The TVNZ 2 reality show, which sees 16 singletons looking for love and prize money in Fiji, has been criticised for depicting dating as a popularity contest.
Most of the criticism has been aimed at a scene in episode one which saw Ella and Tavita announced as the show's least popular contestants in front of their peers.
TVNZ said the show depicted "the realities of dating in a Tinder age" - a stance backed up by the show's host.
In a new blog post, Dye said the show depicted exactly what was happening in real life.
"For those of us still in the dating pool, this rejection is a daily occurrence," wrote Dye.
"For those of us still swimming in the pool, this is our lives."
Dye said he'd been dismissed in exactly the same way as Ella and Tavita by potential dates himself.
"I’m bloody awesome.
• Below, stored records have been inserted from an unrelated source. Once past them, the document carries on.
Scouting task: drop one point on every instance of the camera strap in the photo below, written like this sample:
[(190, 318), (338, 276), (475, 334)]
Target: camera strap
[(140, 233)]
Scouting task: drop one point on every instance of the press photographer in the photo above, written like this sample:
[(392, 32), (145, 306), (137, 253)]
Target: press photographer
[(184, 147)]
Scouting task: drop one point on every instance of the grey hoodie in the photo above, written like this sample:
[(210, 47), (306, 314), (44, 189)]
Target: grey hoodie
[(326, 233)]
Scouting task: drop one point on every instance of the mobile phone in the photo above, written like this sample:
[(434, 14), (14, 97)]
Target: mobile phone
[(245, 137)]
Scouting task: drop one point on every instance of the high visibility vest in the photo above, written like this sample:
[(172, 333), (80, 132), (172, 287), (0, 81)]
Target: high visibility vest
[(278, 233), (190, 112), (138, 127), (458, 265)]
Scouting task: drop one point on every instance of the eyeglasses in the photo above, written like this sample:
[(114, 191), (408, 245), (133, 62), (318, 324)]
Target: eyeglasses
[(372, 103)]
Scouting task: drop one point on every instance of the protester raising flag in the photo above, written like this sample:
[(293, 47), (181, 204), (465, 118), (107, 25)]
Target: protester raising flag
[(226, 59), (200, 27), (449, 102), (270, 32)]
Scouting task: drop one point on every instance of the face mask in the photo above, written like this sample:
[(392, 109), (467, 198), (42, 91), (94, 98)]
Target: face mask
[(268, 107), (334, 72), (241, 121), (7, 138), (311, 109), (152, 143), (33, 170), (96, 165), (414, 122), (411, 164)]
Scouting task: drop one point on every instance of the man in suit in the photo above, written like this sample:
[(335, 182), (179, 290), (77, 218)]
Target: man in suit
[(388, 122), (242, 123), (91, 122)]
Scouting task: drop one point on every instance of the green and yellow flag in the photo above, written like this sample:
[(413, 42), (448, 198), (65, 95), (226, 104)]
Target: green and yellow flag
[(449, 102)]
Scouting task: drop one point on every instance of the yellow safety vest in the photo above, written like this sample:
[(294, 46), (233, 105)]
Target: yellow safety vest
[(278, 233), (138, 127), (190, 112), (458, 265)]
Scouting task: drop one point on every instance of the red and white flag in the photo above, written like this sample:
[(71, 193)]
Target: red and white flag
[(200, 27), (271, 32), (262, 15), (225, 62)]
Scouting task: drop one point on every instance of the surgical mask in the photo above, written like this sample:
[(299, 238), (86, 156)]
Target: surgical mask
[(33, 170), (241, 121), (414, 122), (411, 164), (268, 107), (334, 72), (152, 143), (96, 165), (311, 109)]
I have an incredible personality, can cook and clean, have amazing family and friends, an alright career, and yet hundreds have declined me on Tinder because of the way my eyes are deposited in my face and the size of my ears in proportion to my nose," Dye wrote.
"It sucks. But again it is reality, and you know what, it is nothing new!"
He said Ella and Tavita's problem wasn't themselves but their photos and "the way they marketed themselves".
He called being judged on the way you looked a "time-old tradition".
"The bar in the 80s worked the same as the dance hall in the 30s. The ‘hotties’ got the whatever or whoever they wanted while the ‘uglies’ or those deemed ‘not as attractive’ languished in corners," he wrote.
Dye's co-host Matilda Rice was forced to release her own statement after a barrage of online abuse came her way following the show's debut.
Rice told viewers she'd "had enough" of the abuse and pleaded with them to stop.
"I have been absolutely inundated with messages and comments and tweets telling me I am a bad person," said Rice in her Instagram story after deleting her initial post.
"The absolute barrage of hate I got on social media last night and today was like awful. I felt like shit, I felt like absolute shit."